La terra dell'amore?
Non so se questo caso possa fare eccezione, certo è
bello ritrovarsi davanti agli occhi un manoscritto di uno scrittore
così grande, anche se quasi solo di prosa. Non sappiamo
se questo testo – stranamente di pugno dell'autore e non
dattiloscritto – che viene consegnato a Liberovici sia
una redazione giunta dopo parecchi tentativi, sembrerebbe di
no. La penna scorre fluida ma non pare una copia in bella. Tormentatissima
– fra i ripensamenti a penna e gli appunti a matita –
solo la strofa dei tedeschi, ed è comprensibile il perché:
difficile trovare una chiave corretta che non miri alla colpevolizzazione
di tutto un popolo che è stato la prima vittima della
disumanizzazione nazista. Per il resto il testo sembra essersi
formato già chiaro nella testa di Calvino, prima di venir
fermato sul foglio. Solo quell'insistito ripensamento per capire
se la terra, libera dalla guerra, quella che scaccia gli avvoltoi,
sarà la terra della pace (of course!), del lavoro...

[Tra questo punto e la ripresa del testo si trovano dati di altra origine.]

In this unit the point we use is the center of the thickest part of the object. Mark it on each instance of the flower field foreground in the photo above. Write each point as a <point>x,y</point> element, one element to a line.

oppure dell'amore, che tutto comprende. Italo Calvino se n'è
andato ormai da tanti anni e Liberovici pure. Questa canzone
ancora la si canta, anche perché purtroppo questa non
è la terra della pace, né quella del lavoro. Ma
sulla ruggine che prima o poi coprirà l'ultimo inutile
cannone ce lo scriveremo che questa è la terra dell'amore.